Riding solely on the credibility of its starry duo, this adventure of Roy aka Knight (Cruise) and June (Diaz) isn’t convincing but is entertaining nevertheless if you watch it keeping logical reasoning aside. June is on her way to attend her sister April’s wedding (a calendar family), when she inevitably becomes a part of the mission alongside undercover CIA agent Roy to save a Duracell-like Zephyr from the bad guys. Created by Simon (Paul Dano), Zephyr is a battery which can apparently power an entire city and Roy has to protect not only the metal but also its inventor.

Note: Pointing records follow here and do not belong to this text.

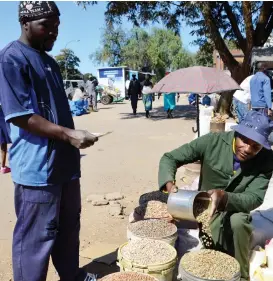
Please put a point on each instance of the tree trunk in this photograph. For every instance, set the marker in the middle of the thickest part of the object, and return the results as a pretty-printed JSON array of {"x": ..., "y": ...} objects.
[{"x": 238, "y": 73}]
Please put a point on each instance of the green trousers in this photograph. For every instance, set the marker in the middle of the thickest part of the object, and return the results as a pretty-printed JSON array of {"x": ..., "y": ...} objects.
[{"x": 231, "y": 233}]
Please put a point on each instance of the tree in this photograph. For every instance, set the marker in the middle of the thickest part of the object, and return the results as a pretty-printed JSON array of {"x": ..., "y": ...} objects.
[
  {"x": 87, "y": 75},
  {"x": 204, "y": 55},
  {"x": 166, "y": 51},
  {"x": 68, "y": 63},
  {"x": 161, "y": 50},
  {"x": 247, "y": 23},
  {"x": 135, "y": 51},
  {"x": 113, "y": 40}
]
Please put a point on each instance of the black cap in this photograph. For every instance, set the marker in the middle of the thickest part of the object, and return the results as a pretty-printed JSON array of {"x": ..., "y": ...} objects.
[{"x": 34, "y": 10}]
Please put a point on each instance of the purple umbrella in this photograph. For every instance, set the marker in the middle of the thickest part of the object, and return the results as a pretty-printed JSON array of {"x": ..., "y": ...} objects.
[{"x": 197, "y": 80}]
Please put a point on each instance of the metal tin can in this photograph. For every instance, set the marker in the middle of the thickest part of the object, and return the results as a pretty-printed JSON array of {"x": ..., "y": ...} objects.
[{"x": 181, "y": 203}]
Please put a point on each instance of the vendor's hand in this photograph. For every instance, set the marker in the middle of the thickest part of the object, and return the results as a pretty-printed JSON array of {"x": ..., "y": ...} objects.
[
  {"x": 171, "y": 187},
  {"x": 80, "y": 138},
  {"x": 219, "y": 200}
]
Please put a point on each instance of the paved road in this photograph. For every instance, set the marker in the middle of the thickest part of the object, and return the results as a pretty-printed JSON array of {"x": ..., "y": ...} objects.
[{"x": 126, "y": 160}]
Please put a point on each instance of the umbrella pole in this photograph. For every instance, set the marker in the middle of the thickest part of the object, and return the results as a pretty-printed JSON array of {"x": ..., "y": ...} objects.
[{"x": 197, "y": 118}]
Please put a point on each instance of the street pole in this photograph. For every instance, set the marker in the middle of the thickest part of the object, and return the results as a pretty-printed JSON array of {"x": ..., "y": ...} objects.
[{"x": 66, "y": 57}]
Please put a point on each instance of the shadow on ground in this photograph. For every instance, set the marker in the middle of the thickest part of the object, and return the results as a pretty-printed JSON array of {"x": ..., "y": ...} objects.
[
  {"x": 102, "y": 269},
  {"x": 109, "y": 107},
  {"x": 187, "y": 112}
]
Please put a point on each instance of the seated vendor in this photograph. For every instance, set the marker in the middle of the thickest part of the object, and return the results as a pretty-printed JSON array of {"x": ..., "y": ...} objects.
[{"x": 235, "y": 169}]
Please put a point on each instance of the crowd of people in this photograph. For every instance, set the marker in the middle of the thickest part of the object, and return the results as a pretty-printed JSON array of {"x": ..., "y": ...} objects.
[
  {"x": 255, "y": 94},
  {"x": 45, "y": 157},
  {"x": 136, "y": 90}
]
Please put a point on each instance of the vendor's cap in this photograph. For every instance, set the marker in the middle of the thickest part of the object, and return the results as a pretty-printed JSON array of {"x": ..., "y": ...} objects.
[
  {"x": 34, "y": 10},
  {"x": 255, "y": 126}
]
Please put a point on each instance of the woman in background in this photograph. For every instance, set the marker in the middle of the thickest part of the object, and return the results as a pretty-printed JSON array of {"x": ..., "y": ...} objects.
[
  {"x": 169, "y": 103},
  {"x": 147, "y": 96},
  {"x": 4, "y": 140}
]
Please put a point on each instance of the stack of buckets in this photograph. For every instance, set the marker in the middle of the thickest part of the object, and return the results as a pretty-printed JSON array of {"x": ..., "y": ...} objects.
[{"x": 161, "y": 271}]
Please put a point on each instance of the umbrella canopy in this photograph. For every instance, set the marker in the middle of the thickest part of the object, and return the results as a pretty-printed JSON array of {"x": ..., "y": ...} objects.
[{"x": 196, "y": 79}]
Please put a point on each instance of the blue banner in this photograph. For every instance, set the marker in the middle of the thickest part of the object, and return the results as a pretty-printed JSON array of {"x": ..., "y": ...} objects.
[{"x": 110, "y": 72}]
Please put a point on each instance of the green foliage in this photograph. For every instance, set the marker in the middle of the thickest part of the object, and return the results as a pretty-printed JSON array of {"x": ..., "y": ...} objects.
[
  {"x": 68, "y": 63},
  {"x": 160, "y": 50},
  {"x": 87, "y": 75},
  {"x": 112, "y": 40}
]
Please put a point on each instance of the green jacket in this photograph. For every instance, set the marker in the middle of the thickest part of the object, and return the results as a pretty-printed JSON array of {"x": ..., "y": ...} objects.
[{"x": 246, "y": 189}]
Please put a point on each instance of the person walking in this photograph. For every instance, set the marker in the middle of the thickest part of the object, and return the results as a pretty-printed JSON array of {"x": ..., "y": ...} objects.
[
  {"x": 260, "y": 91},
  {"x": 134, "y": 92},
  {"x": 44, "y": 156},
  {"x": 91, "y": 85},
  {"x": 147, "y": 96},
  {"x": 4, "y": 141},
  {"x": 241, "y": 99},
  {"x": 169, "y": 103}
]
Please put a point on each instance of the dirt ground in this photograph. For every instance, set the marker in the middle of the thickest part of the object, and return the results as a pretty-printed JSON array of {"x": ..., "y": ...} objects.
[{"x": 125, "y": 161}]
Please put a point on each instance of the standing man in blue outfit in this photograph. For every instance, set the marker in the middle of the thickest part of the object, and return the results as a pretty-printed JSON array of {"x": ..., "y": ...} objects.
[
  {"x": 44, "y": 156},
  {"x": 260, "y": 91}
]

This chase results in Roy and June jumping from one country to another amidst constant shoot-outs, the latter forever being in a drugged state. Oh, Roy drugs June claiming she’s ‘not being able to cope with events’. So every time she gains consciousness, she finds herself in a new place and attire, apt for the time and place. She wakes up wearing a bikini on a tropical island in one scene and formal winter wear on a luxury train in Austria in another, thanks to Roy who specialises in dressing and undressing people with the help of some pin and…. by looking away ofcourse. Funny? Not really.
Knight and Day was promoted as a globe trotting adventure but you never get a feel of any of the beautiful spots that the lead pair is traveling to. Whether it’s the island off the grid, Alps, Germany or Spain. Also, the comedy is restricted to Diaz alone. She is perhaps the only one who makes this flick watchable with her superb comic timing. Cruise, on the other hand, is dishearteningly disappointing barring a few instances which give a glimpse of his trademark charm. Otherwise he keeps a straight face throughout and concentrates mainly on getting the stunts right. After sharing screen space in Vanilla Sky, this is the second film of Diaz and Cruise together. But there aren’t any sparks flying in here. The awkwardness and sillyness in the romantic parts between the two are unmistakable. Mangold has shown a flair for rom-coms with Kate & Leopold but the romance just doesn’t work here.
The action sequences are shot slickly but that’s about it. There’s nothing exceptional that we haven’t seen before. Knight and Day boils down to being a joy ride, which is enjoyable at one point and irritatingly bumpy at another.